J’ai tout essayé


Read / jeudi, avril 5th, 2018

Dès le 1er chapitre l’humour du dessin m’a accroché, quand celui de la fin, sensationnel, m’a fait pleurer.

Beaucoup plus facile à lire qu’au cœur des émotions de l’enfant, certainement grâce aux illustrations à la fois drôles et véridiques des situations quotidiennes marquées par des schémas de cris et d’opposition.

En effet, ce travail est le fruit d’une collaboration « heureuse » entre Anouk Dubois, psychomotricienne et formatrice entre autres, et Isabelle Filliozat, auteure et didacticienne en psychothérapie. Toutes les deux animées par la passion commune pour l’enfance et le souhait de la voir s’épanouir dans un climat familial harmonieux, révolutionnant les idées reçues sur l’éducation et insistant sur la seule et unique règle qui prévaut : celle d’aimer !

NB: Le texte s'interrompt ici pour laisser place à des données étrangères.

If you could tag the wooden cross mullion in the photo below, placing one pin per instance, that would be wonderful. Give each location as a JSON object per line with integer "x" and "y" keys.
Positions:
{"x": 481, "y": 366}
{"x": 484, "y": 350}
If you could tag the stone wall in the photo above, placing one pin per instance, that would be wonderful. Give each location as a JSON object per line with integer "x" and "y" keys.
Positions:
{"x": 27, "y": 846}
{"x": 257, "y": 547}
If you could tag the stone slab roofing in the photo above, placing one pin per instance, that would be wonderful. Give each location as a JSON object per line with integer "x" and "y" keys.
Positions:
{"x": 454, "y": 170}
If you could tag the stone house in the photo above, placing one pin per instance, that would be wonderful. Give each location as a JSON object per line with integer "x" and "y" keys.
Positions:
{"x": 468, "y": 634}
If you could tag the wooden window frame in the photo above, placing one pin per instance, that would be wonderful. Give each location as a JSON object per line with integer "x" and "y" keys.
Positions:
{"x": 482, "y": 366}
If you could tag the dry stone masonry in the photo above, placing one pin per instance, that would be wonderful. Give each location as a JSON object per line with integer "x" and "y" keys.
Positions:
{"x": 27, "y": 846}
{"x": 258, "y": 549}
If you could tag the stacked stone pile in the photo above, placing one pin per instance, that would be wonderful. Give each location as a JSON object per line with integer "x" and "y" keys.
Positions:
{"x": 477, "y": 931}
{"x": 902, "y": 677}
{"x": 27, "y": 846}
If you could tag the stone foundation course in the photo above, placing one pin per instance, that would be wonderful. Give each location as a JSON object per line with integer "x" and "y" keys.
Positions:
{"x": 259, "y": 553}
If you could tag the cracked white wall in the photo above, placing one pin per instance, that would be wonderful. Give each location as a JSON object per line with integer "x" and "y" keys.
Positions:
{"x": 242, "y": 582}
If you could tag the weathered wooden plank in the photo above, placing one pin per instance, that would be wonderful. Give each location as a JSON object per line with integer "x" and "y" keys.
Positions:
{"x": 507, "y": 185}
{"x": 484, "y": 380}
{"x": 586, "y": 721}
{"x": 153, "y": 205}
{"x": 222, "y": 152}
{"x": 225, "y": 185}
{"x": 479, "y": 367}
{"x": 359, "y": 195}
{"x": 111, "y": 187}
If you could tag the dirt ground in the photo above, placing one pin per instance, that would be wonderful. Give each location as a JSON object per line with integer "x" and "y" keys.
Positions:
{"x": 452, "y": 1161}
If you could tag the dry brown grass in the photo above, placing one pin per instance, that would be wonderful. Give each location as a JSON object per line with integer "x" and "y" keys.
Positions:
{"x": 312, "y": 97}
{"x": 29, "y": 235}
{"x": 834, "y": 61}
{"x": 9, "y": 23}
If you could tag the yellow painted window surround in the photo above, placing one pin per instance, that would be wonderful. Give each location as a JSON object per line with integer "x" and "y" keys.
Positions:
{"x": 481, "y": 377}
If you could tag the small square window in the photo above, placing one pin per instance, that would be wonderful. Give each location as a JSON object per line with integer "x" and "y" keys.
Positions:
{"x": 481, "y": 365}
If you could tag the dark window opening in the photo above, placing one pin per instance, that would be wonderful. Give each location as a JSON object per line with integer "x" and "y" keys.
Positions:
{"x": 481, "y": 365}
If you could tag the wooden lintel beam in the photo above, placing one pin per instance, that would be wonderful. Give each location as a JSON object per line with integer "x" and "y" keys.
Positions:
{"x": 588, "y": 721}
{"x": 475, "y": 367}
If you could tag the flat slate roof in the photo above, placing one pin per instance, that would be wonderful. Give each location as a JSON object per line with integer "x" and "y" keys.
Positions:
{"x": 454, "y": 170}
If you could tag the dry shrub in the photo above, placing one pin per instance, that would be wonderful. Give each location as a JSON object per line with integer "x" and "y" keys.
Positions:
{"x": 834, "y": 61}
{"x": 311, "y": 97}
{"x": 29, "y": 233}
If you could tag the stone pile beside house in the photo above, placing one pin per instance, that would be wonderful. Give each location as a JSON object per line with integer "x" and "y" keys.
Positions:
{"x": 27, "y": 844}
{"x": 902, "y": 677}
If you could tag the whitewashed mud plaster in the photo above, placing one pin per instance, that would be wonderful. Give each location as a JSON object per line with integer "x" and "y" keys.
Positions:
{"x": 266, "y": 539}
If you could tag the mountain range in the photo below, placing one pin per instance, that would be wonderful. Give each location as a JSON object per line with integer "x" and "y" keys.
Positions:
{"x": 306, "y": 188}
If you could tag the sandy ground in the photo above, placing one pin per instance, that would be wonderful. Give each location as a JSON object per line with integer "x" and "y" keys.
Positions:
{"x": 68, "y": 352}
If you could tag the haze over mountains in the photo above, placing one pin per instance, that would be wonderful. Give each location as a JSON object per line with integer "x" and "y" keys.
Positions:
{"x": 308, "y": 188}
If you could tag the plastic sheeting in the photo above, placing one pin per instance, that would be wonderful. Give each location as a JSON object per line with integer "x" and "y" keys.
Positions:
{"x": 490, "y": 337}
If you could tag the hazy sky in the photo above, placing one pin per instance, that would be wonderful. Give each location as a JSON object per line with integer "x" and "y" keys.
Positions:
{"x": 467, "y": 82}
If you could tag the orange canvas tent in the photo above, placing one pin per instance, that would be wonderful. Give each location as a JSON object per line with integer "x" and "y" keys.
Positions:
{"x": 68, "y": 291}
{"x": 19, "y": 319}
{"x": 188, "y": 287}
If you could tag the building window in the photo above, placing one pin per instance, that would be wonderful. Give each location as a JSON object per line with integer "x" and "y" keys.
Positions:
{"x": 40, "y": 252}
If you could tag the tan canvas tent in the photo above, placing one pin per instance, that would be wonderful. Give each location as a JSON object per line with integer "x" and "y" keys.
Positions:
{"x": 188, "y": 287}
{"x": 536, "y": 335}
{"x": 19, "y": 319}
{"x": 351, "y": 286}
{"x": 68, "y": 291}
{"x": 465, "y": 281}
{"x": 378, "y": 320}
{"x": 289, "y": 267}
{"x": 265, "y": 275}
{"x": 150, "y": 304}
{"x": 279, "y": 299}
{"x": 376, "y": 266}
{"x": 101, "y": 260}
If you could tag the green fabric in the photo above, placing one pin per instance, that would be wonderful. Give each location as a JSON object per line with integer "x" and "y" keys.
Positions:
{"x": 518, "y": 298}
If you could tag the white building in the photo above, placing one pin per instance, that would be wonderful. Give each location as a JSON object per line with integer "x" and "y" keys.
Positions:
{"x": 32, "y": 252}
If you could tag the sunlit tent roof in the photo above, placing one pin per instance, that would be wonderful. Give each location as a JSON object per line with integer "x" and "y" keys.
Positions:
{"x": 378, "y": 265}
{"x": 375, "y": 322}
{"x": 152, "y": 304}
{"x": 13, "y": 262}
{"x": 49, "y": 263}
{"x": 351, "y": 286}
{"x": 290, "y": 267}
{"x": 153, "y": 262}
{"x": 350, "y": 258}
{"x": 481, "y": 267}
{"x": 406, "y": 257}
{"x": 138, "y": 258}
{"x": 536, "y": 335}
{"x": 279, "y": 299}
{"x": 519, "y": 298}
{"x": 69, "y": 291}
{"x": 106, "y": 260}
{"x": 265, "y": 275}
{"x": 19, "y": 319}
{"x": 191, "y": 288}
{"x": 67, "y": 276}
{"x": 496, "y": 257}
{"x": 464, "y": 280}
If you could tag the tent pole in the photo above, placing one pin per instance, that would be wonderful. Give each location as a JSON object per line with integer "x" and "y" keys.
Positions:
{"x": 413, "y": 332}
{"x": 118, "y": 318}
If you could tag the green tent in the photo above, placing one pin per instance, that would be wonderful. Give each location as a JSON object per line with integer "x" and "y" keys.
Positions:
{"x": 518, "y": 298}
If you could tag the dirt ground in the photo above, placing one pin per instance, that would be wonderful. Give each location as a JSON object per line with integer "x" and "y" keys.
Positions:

« J’ai tout essayé ». J’ai tant entendu cette phrase. Elle signifie : j’ai utilisé toutes la batterie de mes automatismes pour tenter de réprimer le problème. Il m’a paru utile de faire un livre permettant tout d’abord de mieux identifier la source des difficultés, puis présentant des options auxquelles souvent nous ne pensons pas dans le feu de l’action. P.16

Parce qu’accompagner un enfant en bas âge n’est pas que bonheur, joie et rires, l’ouvrage présente des outils simples pour gérer le quotidien et traverser la phase de 1 à 5 ans. Il s’agit bien entendu de donner des généralités (et il incombe aux parents de respecter les spécificités de leurs tout-petits) avec l’avis scientifique et expérimental qui éclairent sous un jour nouveau les comportements généralement mal interprétés des enfants dont les capacités cérébrales et motrices ne sont pas tout à fait à point.

Ce que les adultes ont tendance à qualifier de « caprices » à chaque manifestation « énervante », ne sont réalité que des messages exprimant les besoins, les carences ou les excès des enfants. Un enfant est nettement plus complexe qu’une plante verte, mais pas plus compliqué.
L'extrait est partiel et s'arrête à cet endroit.